When I saw the movie five years ago, I went with a group of four Chinese teachers my father had dragged along with us. I respect my dad so much – for years Chinese teachers have been visiting his school and he always connected with them so beautifully – inviting them to dinners, Christmas, taking them shopping for groceries, and supporting them just as humans who needed to be seen and understood. Of course, having a bit of a radial edge, he always wanted to dig deeper into their experience. What was life in China really like? Were they a part of the Party? Were they religious? What was life like for their grandparents during Community rule?

So he took them to the film. Big mistake? Maybe. They yelled at the host leading the Q&A after the film. He was also Chinese. He originally came to the US to get his degree in engineering at CMU, but started learning about Chinese history in the 20th century, and switched his degree to nonprofit management. He had been working as a coordinator for wealthy Chinese high school students coming to the US. When I asked him afterwards what the Chinese teachers were saying to him he said, “They think Ai Wei Wei is a nobody, not important, worthy to be ignored. They are still so brainwashed by Chinese propaganda.”

When I saw the movie today, I noticed people in the theater laughed a lot at Ai’s antics. He is quite a hilarious activist, a modern day jester if you will.  There’s certainly shadow side to Ai in this context. He makes those privileged in the US feel safe in our complicity. To  feel good that we “aren’t” China. We are here, in a museum watching an activist film, for free, on a Sunday. I probably watched the film the first time in similar fashion. Amazed, fascinated, curious and in awe of the man. Knowing that “over there” people lived in repression and thankfully we had free access to art, music and culture. A dangerous dose of some American exceptionalism I was born into: the illusion of pure free expression.

My viewing of this film this time around was much more…human.

I cried much more than I laughed. I sobbed seeing schools destroyed by the Earthquake in Sichuan province in 2008, due to shoddy construction of “tofu-brick” buildings in schools in poor areas; meaning, tuition funds go to a fat salary for an official comes before the price of a student’s life in a safely constructed building. I cringed at the moments when Ai sat in the hospital photographing himself wearing a bandage on his head after being assaulted by the police. The audience laughed, but here I saw a man in pain, trapped in a cage he could not escape, no matter how humorous his approach.

When I came to Washington, DC in 2013 for an interview with Teach for China, I remember heading over to Hirschhorn afterwards, alone, to see Ai’s “According to What?” exhibit. Always was my favorite museum after all.

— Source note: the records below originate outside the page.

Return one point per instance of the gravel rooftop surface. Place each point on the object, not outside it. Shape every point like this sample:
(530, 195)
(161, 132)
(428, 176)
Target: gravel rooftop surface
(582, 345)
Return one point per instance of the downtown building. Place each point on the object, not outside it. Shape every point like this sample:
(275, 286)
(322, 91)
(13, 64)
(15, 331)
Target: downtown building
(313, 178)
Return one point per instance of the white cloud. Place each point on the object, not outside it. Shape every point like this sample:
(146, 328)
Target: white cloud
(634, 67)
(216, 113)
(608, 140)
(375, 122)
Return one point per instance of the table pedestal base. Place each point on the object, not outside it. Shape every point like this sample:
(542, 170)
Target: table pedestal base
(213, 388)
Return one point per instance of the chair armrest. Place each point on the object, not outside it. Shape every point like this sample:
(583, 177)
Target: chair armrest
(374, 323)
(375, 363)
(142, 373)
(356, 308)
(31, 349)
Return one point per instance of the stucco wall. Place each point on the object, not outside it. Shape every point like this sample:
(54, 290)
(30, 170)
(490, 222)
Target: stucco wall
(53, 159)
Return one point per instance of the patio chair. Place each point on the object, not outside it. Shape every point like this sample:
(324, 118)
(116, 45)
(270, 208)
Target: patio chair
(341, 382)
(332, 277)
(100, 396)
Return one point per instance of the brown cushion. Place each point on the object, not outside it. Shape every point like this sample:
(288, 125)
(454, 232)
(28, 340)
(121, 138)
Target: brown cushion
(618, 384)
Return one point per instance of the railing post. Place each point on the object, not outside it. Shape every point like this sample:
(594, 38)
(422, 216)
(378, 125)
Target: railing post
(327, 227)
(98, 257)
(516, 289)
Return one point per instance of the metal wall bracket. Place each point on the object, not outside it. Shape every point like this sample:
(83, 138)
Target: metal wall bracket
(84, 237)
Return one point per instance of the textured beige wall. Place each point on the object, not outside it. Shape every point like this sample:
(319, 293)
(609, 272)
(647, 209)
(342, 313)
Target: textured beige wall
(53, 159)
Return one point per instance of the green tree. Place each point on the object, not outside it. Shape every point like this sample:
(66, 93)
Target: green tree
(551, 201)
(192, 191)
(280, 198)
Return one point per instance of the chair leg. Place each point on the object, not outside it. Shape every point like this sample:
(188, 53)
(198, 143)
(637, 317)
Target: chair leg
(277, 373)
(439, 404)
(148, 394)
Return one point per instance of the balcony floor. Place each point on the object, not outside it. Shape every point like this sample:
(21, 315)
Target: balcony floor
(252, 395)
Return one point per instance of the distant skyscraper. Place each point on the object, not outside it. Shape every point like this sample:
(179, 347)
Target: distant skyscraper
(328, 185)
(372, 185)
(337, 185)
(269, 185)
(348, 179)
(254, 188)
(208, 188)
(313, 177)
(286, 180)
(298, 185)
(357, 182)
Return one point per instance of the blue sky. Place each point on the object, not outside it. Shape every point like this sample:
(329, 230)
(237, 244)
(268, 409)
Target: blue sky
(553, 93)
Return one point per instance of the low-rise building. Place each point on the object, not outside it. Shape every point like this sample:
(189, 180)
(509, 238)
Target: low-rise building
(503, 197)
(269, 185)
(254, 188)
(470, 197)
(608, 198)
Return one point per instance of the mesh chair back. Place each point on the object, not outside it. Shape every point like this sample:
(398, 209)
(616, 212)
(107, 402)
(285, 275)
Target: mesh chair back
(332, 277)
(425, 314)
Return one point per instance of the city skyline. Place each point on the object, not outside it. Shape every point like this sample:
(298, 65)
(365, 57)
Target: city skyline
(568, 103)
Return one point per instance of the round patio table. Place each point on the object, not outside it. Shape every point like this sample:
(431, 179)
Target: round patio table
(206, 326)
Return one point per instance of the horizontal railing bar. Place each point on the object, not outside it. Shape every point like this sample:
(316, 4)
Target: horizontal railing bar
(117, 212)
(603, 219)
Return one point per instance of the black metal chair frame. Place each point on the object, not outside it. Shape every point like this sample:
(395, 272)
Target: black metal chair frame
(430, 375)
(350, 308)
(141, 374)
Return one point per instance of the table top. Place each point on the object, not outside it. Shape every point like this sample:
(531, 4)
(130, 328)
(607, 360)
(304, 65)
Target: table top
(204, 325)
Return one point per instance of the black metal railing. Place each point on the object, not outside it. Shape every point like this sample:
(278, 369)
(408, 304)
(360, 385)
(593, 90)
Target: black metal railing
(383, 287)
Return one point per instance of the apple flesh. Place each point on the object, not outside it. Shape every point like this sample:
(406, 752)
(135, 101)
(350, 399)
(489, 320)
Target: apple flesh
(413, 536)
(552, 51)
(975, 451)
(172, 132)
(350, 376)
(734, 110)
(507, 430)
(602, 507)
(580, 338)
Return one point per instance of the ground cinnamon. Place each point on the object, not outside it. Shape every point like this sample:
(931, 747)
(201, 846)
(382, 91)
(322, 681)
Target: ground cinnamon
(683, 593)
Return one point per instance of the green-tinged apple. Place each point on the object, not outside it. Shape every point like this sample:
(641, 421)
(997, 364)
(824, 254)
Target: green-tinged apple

I saw the backpacks of every student killed in the Earthquake lining the ceiling, the names of dead children lining the walls, read aloud by many different voices.

Knowing, in my heart at the time, these students and families would one day be a part of my own world. People I connected with, played music with, shared meals with, attended religious services with (Yes! religion exists in China!), talked about love and relationships with, danced with, cried with, spent the night in their humble homes with.

Today I sat shocked, at the lengths an artist must go to in order to humanize himself to the Other.